In the wake of internet pioneer Aaron Swartz’s suicide after illegally downloading 4.8 million journal articles from the online database JSTOR and the federal government’s decision Feb. 22 to make all taxpayer-funded federal research available to the public within one year of publication, it is clear that open access to information is a national issue.
This situation has increasing importance for colleges and universities as the cost of academic materials continues to rise. As communities charged with educating and preparing the next generation of American leaders, it is critical that GW and its professors shape this national debate by siding with open access.
It’s up to universities like GW and their faculty to play a role in making research available outside academic circles so society can benefit from new knowledge and discoveries.
There are a number of obstacles that prevent universities like GW from providing free access to information, including publishers of academic journals and university professors themselves.
Unfortunately, publishers maintain a virtual monopoly on information.
And price-fixing on the part of the publishing industry has made an impact on colleges and universities across the country.
Even Harvard University has felt the high cost of information.

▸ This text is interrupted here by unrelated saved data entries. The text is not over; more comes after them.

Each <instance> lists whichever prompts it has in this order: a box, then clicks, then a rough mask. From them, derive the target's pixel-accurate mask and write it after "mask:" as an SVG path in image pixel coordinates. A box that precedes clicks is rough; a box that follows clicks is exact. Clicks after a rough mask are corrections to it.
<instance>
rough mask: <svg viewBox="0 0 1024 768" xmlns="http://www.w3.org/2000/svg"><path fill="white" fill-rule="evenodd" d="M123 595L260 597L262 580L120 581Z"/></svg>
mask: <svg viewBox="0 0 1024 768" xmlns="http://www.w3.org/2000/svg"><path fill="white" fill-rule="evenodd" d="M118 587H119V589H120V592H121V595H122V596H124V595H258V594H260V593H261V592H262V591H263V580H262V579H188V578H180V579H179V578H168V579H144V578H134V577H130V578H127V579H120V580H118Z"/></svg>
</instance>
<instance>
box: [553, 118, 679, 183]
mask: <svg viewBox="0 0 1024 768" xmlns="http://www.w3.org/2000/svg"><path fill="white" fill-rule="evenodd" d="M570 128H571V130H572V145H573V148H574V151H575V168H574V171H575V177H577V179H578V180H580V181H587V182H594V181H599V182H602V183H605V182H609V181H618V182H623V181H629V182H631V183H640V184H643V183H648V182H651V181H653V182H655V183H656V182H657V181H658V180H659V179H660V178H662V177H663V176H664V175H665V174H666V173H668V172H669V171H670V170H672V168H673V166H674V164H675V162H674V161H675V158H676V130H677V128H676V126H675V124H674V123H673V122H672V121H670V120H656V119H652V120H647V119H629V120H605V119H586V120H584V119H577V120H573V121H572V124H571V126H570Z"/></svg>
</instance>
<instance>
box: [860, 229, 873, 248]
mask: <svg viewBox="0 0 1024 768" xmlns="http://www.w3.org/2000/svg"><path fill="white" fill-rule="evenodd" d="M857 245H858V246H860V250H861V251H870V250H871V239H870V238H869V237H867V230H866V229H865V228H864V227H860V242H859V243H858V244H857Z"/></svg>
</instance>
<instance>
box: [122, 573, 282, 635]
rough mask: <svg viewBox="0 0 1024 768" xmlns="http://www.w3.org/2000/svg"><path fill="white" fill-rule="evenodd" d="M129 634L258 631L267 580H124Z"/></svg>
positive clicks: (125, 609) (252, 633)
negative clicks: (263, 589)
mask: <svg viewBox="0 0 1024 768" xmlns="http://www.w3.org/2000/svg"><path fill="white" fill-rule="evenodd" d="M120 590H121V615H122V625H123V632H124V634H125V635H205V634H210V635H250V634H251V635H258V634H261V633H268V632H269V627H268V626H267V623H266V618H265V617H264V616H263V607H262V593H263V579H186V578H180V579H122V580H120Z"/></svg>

According to a memo released by the Harvard Faculty Advisory Council last April, the two most expensive journals have increased the price for individual access to articles by over 145 percent over the preceding six years, prompting the traditionally plutocratic college to call the pricing situation for academic journals “untenable.”
If Harvard – with an endowment of more than $30 billion – is feeling the constraint of journal costs, then imagine the financial hardship for a university like GW, with a comparatively paltry endowment of $1.3 billion.
Daniel Chudnov, director of scholarly technology at Gelman Library, said the problem is one that GW will have to contend with in the very near future.
“The pressure to pay more and more when we know that the biggest publishers are reaping very high profit margins…something’s gotta give,” he told me.
The inevitable question is how colleges and universities should move forward. Some responsibility falls on publishing companies, which must stop increasing their costs. But realistically, that probably won’t happen anytime soon.
The answer must come from professors, some of whom are hesitant to put their research online for free.
“Most professors have careers, and they are trying to advance in their careers. And that includes getting tenure. Where they publish is very important, and they are always looking to publish in selective journals,” Charles Garris, an engineering professor and chairman of the Faculty Senate Committee on Professional Ethics and Academic Freedom, said in an interview.
Traditionally, the tenure system rewards professors who publish frequently and looks skeptically on the idea of open-access scholarship.
Information that can be acquired and proliferated at little-to-no-cost is viewed as being somehow inferior, though there are thousands of open-access journals.
But if the purpose of higher education is to empower as many people as possible with knowledge, making information free is something professors have a responsibility to do.
“There’s nothing inherently wrong with publishing for profit. But it’s limiting our options dramatically and restricting our ability to share information back on our campus,” Chudnov said.
Tenured professors must make a concerted, coordinated effort to make more of their research free and open to the public at large.
For many in academia, this might be an unwelcome culture shift. But increasing access to information can only benefit researchers by sharing the results of their painstaking work with a wider group of readers.
Trevor Marsden is a junior majoring in philosophy.